Thursday, October 21, 2010

DIRECTOR OF CENTRAL INTELLIGENCE (DCI)

The post of DCI, which has been held by 22 men since Adm. Sidney Souers was appointed in January 1946, was the senior post in the United States intelligence structure until December 2004 when the Intelligence Reform Act introduced the position of  director of national intelligence. As well as heading the Central Intelligence Agency, the DCI was responsible for coordinating the activities of 43 separate U.S. intelligence agencies until the consolidation of the  Department of Homeland Security, which reduced the total number of U.S. intelligence agencies to 15.

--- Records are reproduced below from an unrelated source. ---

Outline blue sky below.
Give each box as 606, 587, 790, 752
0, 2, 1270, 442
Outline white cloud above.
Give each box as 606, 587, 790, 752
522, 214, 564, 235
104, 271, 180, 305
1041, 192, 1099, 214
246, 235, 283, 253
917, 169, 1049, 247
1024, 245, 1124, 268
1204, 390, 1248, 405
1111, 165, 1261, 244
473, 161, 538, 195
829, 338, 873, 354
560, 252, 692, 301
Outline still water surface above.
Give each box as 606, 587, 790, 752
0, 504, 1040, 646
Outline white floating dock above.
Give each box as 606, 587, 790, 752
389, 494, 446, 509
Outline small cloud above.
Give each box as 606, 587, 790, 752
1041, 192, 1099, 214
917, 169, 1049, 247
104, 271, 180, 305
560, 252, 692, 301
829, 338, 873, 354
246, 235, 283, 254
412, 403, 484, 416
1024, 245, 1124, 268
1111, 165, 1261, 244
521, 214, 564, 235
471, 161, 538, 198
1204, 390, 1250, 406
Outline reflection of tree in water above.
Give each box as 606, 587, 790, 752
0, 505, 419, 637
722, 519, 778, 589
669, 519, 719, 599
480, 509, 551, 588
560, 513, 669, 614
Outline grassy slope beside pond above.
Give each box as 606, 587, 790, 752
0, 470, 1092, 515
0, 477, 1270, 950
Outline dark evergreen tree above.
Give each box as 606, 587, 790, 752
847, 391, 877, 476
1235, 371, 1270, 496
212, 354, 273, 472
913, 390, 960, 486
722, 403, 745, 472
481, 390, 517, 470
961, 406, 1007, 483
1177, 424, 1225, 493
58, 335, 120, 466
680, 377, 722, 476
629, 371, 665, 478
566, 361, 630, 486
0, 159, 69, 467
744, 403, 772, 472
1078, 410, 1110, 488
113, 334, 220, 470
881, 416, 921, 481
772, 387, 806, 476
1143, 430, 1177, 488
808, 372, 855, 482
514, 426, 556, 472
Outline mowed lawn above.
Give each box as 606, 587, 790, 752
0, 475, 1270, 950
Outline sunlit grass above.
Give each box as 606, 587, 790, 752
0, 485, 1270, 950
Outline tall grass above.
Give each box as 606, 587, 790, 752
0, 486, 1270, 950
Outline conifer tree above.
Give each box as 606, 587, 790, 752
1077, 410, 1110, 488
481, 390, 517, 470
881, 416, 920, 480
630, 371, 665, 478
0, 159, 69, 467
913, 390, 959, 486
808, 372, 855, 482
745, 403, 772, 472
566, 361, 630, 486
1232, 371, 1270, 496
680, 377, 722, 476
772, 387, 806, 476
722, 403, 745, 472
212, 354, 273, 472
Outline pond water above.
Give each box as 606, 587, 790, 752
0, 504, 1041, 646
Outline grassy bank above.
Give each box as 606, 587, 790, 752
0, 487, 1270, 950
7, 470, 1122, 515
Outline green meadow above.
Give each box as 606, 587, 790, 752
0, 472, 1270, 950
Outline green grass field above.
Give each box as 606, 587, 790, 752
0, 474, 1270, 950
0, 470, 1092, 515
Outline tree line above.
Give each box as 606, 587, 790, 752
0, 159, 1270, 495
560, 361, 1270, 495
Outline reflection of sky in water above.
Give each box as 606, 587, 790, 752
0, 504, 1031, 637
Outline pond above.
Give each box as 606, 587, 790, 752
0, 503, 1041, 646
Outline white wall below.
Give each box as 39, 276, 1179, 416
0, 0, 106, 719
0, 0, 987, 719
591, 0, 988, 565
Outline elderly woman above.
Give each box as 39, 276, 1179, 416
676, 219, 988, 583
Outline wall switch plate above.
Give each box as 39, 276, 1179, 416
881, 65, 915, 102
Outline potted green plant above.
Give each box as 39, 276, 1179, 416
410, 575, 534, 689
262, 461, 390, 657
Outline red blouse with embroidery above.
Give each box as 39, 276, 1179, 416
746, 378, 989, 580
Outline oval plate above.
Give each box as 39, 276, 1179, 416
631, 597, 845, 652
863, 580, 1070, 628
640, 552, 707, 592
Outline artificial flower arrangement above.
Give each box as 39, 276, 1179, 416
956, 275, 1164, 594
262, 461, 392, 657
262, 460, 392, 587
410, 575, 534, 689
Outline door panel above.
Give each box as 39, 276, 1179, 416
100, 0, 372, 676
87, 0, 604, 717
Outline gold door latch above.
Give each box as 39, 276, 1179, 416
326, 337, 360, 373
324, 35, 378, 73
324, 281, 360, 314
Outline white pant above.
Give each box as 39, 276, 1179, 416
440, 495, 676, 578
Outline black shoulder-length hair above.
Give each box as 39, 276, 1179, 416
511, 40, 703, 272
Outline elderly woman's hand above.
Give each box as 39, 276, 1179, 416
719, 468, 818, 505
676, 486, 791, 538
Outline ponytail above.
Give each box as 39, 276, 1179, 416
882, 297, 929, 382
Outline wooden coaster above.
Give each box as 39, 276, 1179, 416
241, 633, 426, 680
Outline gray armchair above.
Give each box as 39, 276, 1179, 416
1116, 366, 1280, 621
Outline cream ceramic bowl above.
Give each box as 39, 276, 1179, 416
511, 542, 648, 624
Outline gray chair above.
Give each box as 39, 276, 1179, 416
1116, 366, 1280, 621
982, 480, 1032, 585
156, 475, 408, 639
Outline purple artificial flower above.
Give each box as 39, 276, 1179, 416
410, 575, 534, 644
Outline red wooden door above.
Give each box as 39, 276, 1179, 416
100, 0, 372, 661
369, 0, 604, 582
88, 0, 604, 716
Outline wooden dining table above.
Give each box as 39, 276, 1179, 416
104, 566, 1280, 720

The DCIs have been Rear Adm. Sidney Souers (January–June 1946), Lt. Gen. Hoyt S. Vandenberg  (1946–47), Rear Adm. Roscoe Hillenkoetter (1947–50), Gen. Walter Bedell Smith (1950–53), Allen Dulles (1953–61), John McCone (1961–65), Vice Adm. William Raborn (1965–66), Richard Helms (1966–73),  James Schlesinger (February–July 1973), William Colby (1973–76), George H. W. Bush (1976–77), Adm. Stansfield Turner (1977–81),  William Casey (1981–87), William Webster (1987–91), Robert Gates  (1991–93), James Woolsey (1993–95), John Deutsch (1995–96), George Tenet (1997–2004), and Porter Goss (2004–06).